# "Slingbox like" Remote Tivo Access



## Crashcourse (Oct 6, 2004)

One of the greatest selling points of TiVo would be that it finally gives us access via the Web in order to view our recorded items. Yes, we can currently schedule shows to be record and yes, we can (although very time consumingly) download TiVo-To-Go via the Desktop feature. However, TiVo still does not have one of the most basic features - remote viewing of content. 

If TiVo were to build it into the S3, it may actually become worth the incredible price tag that TiVo is asking us to pay at this time.

TiVo is missing the boat on securing its spot as a MediaCenter device with its lack of features and interactivity. Movies on Demand is also long overdue and a logical upgrade to an aging idea.


----------



## classicsat (Feb 18, 2004)

They can't, really, for two reasons:

1: It would directly put the contnet (digitally recording in the case of the Series 3) directly on the internet, which would raise the attention of fightsholders.

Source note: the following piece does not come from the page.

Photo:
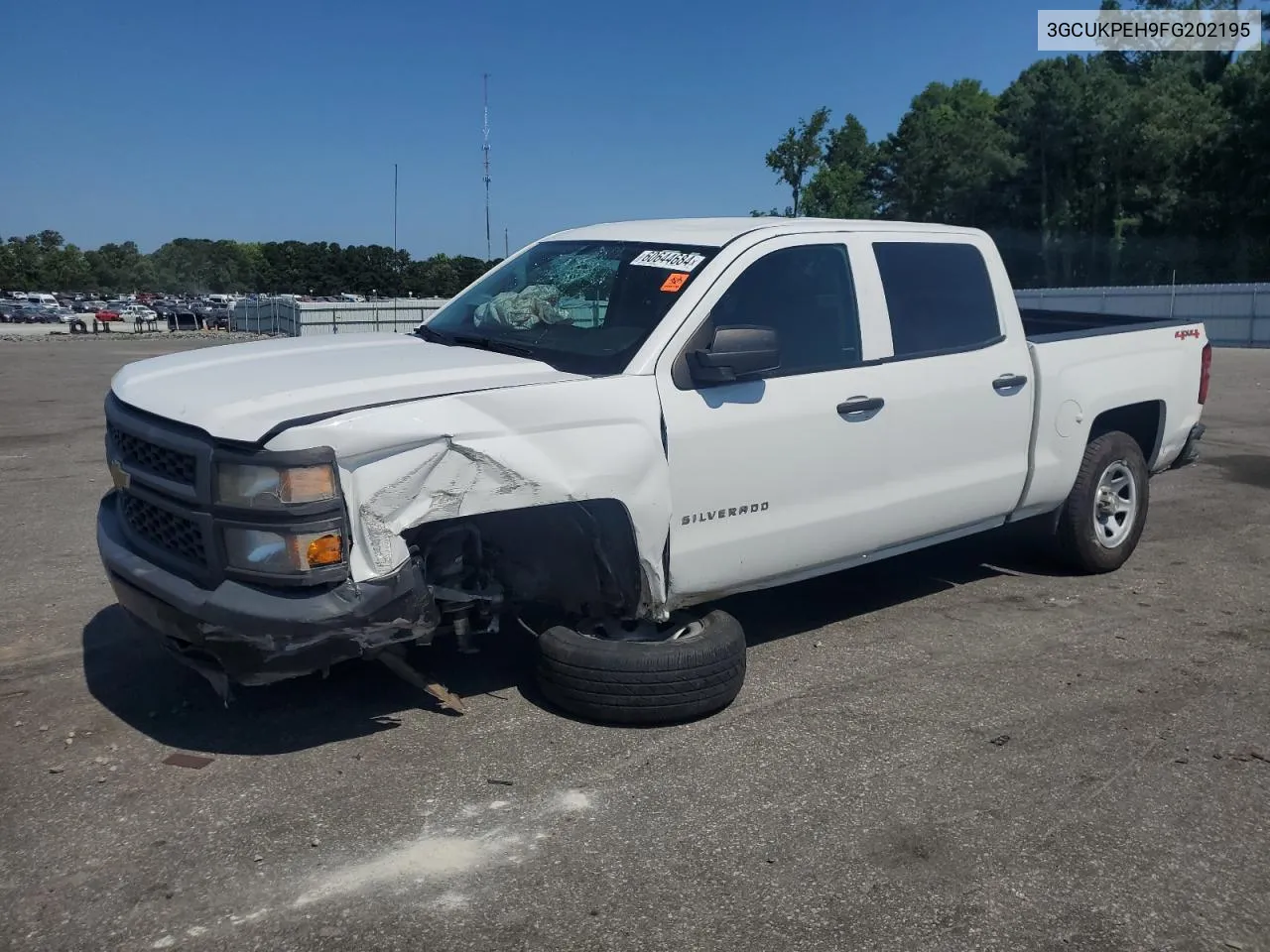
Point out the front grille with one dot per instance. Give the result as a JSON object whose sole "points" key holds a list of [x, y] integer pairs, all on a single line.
{"points": [[160, 461], [171, 532]]}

2: The TiVo records MPEG2, which would need recoded to MPEG4 or the like to be able to reliably stream over the internet, especially with a typical residential broadband internet connection, and the TiVo, even the Series 3, does not have the power to convert it.


----------



## megazone (Mar 3, 2002)

Yeah, there have been many threads about this in the past - short answer is that they'd need to add all the hardware inside a Slingbox into the TiVo to make it do what a Slingbox does, which would bump the cost noticeably.


----------